Yes, I am still alive. Real life has been ver' ver' busy of late, what with freelance editing clients, getting my
minerva_fest entry in, trying to get caught up on
hp_silencio (which posted a
stunning and heartbreaking Minerva-centric entry on Saturday, thanks to
teddyradiator for pointing me to it), birthday parties for nieces and nephews, and to top it off my online fantasy/sci fi writing workshop (which I'm now co-modding, and yes
we would love to have new members) is running its twice-a-year short story in a week during the month of October.
Whew.
I have managed to cram some reading in here and there: a YA post-apoc novel about seven young children trying to survive alone following a mass epidemic (
Fire-Us #1: Kindling), a highly unusual, meditative and thoughtful post-apoc tale of perhaps the last woman on earth (
The Hauntings of Playing God), a mediocre suspense/horror story about a missing Karloff/Lugosi film and a few too many other things (
Ancient Images), a beach-read Gilded-Age romance (
American Heiress), and a somewhat disappointing Angela Carter novel (
The Magic Toyshop) about orphans and creepy puppets. (Links go to my reviews, if I've done one.)
And I'm currently a third of the way through
Harry Potter and the Methods of Rationality (HPMOR), which is quite fun: what if Harry Potter were a child prodigy raised by a physicist and tried to apply the scientific method to magic? Very much AU; all the familiar characters are there with essentially the same characteristics (Dumbledore twinkles and is a bit mad, Hermione is brilliant, McGonagall is proper yet with underlying affection) but everything else gets twisted round in new and interesting ways. The author must know quite a lot about the fanfic world because he works in a lot of inside jokes about various fandom habits and oddities (e.g. the Harry/Draco pairing), but it's all done very affectionately.

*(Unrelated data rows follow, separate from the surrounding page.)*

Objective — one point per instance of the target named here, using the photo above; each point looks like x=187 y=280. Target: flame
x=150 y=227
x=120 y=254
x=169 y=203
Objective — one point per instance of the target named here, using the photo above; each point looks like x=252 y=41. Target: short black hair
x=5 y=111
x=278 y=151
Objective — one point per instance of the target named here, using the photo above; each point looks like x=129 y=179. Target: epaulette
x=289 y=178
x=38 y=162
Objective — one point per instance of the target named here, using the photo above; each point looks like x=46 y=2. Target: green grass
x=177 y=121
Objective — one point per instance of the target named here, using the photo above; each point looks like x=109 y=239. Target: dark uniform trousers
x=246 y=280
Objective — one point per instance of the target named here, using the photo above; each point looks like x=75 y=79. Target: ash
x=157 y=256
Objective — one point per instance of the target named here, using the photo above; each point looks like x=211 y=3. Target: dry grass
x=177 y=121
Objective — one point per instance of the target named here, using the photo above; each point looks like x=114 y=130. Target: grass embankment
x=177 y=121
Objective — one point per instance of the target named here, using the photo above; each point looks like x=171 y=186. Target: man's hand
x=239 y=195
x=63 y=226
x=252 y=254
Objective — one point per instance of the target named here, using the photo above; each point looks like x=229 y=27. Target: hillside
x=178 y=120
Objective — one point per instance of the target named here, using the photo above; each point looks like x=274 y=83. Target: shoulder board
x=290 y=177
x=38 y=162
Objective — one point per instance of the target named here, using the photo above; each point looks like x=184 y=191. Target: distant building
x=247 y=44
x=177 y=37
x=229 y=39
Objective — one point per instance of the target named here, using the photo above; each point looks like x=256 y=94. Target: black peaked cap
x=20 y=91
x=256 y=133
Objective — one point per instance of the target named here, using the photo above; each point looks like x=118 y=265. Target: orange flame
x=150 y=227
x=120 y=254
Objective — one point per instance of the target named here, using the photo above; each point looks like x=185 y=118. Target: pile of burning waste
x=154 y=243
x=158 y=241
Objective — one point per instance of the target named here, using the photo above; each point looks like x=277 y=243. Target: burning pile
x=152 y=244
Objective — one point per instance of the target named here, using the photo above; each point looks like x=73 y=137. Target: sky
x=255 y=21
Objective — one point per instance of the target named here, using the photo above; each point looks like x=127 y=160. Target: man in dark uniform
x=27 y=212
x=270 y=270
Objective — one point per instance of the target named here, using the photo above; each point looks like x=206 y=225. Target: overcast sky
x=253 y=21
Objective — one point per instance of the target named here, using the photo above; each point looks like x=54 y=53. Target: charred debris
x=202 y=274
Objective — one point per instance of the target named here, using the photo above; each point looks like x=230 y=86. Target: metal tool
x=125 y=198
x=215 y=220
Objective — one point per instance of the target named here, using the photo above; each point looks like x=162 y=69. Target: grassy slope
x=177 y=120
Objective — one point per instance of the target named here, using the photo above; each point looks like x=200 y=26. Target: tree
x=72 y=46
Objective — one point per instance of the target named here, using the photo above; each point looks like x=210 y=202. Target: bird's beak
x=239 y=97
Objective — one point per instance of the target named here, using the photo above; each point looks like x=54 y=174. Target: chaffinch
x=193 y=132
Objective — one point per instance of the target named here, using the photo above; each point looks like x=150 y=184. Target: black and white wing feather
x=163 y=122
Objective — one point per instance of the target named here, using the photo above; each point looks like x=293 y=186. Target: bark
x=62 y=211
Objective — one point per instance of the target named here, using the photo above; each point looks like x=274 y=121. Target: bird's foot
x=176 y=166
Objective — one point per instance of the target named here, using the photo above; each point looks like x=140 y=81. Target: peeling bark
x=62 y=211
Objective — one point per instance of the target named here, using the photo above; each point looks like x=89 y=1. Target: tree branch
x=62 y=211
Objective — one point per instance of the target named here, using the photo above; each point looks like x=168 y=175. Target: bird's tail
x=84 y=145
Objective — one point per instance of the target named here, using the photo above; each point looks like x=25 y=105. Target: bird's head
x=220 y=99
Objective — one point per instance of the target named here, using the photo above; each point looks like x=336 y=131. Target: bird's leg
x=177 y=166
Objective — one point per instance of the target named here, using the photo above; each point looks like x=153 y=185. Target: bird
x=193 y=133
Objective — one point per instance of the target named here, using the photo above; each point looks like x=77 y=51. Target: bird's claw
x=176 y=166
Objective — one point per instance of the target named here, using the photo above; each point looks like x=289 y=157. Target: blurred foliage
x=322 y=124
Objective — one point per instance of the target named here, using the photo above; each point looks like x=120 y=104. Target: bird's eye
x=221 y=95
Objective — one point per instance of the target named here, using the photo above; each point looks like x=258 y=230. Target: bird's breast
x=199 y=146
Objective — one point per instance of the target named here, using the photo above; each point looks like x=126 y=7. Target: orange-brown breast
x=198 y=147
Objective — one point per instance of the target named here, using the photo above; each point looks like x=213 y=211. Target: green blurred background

I intend to follow it up with
Hogwarts School of Prayer and Miracles, mentioned by
kellychambliss, a spoof of the series as fundamentalist Christian. Promises to be amusing.
Ah, and last night we saw
Vanya and Sonia and Masha and Spike, which was fabulous. I sympathized hugely with Vanya's rant about how we used to lick stamps and have typewriters, and the actress who was Nina (over)played her like a young female William Shatner parody, which made me and Mr Psmith laugh immoderately. A good time was had by all :)
So there you go. What's new with you, flist?